The transcoding technology is necessarily required for communication between networks, to which two different standards are applied, and used in a gateway for connecting a packet network and a conventional wired/wireless network with each other. The gateway includes an access gateway, a trunk gateway and a media gateway.
The access gateway is a device required for connecting a general phone user of the wired/wireless network including a Public Switched Telephone Network (PSTN) to a packet network including the VoIP and Voice over Asynchronous Transfer mode (VoATM), and a transforming device for transmitting voice data from a general phone to the packet network.
The trunk gateway is a device for connecting the PSTN with the packet network and transmitting a lot of data generated in a public phone network to the packet network.
The media gateway is a data transforming device for transmitting data between heterogeneous networks having different standards from each other and includes the access gateway and the trunk gateway.
A standard related to the transcoding technology applied to the gateway is disclosed in Transcoding Services Invocation in the Session Initiation Protocol of Internet Engineering Task Force (IETF).
Meanwhile, a signal protocol transformation technology for a call setup is applied to the gateway to mutually transform a media type or a media codec, when different media types or the media codecs are used between the heterogeneous networks.
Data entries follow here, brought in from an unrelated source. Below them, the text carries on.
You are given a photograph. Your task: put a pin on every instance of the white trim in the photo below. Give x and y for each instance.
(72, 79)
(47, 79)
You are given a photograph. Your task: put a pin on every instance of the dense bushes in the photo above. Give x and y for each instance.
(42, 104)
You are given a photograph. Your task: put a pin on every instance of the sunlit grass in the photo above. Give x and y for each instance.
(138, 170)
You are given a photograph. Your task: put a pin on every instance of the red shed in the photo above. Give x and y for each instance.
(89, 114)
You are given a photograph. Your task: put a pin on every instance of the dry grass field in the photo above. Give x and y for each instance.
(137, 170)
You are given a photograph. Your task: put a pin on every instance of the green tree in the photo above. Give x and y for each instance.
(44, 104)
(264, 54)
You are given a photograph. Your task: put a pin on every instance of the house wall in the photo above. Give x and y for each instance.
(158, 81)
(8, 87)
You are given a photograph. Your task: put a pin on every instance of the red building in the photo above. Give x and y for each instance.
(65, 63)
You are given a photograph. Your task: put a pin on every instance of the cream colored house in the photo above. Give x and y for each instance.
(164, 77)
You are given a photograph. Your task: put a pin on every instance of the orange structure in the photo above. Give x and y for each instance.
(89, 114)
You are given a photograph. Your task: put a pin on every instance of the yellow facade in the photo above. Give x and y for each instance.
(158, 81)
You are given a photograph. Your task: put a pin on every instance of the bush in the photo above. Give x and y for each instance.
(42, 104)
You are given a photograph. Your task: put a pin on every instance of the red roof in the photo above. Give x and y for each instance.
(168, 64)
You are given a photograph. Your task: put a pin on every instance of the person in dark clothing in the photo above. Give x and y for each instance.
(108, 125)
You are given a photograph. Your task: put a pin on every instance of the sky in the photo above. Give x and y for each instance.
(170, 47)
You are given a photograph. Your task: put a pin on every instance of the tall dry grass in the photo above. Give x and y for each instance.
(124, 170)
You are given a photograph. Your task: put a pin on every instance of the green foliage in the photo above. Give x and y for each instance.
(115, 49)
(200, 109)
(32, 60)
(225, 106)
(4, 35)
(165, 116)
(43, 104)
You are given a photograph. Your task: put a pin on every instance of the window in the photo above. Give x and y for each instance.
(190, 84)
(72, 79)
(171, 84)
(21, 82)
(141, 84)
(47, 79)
The signal protocol transformation technology is disclosed in Request for Comments (RFC) 3261 Session Initiation Protocol (SIP), RFC 3264 Offer/Answer Service Discovery Protocol (SDP), RFC 2833 real-time transport protocol (RTP) Payload for Dynamic Tunnel Management Protocol (DTMP) Digits, Telephony Tones and Telephony Signals, RFC 2327 SDP, RFC 3108 asynchronous transfer mode (ATM) SDP, RFC 1890 RTP Profile Payload type of the IETF.
However, although diverse real-time multimedia services are provided by applying the transcoding and signal protocol transformation technology, a service that can be provided between a transmitting part capable of a voice call and a receiving part having a hearing impairments, is limited to simply transform real voice into a dry text and transform a text into a mechanical voice.
Therefore, when a real-time multimedia service is provided by transforming the voice into the text and the text into the voice, a method capable of providing a service of a high quality by reflecting diverse characteristics of a caller instead of providing a feeling of a mechanical call is required.

SUMMARY OF THE INVENTION

It is, therefore, an object of the present invention to provide a real-time multimedia transcoding apparatus that can provide a realistic communication service by reflecting personal characteristic information and transforming a media type and a media codec such as a gender and emotional condition between terminals employing different media types and/or different media codecs in a real-time multimedia service, and a method thereof.
Other objects and advantages of the invention will be understood by the following description and become more apparent from the embodiments in accordance with the present invention, which are set forth hereinafter. It will be also apparent that objects and advantages of the invention can be embodied easily by the means defined in claims and combinations thereof.
In accordance with an aspect of the present invention, there is provided a transcoding apparatus for transforming a media stream by reflecting user characteristic information to provide a multimedia service, including: a receiving block for receiving a media stream; a characteristic extracting block for extracting user characteristics from the received media stream; a transforming block for transcoding the received media stream by reflecting user characteristic information based on the user characteristics; and a transmitting block for transmitting the transcoded media stream.
In accordance with another aspect of the present invention, there is provided a transcoding method for transforming a media stream by reflecting user characteristics information to provide a multimedia service, including the steps of: a) receiving the media stream; b) analyzing the received media stream and extracting user characteristics; and c) transcoding the received media stream by reflecting the characteristic information based on the extracted characteristic of the user.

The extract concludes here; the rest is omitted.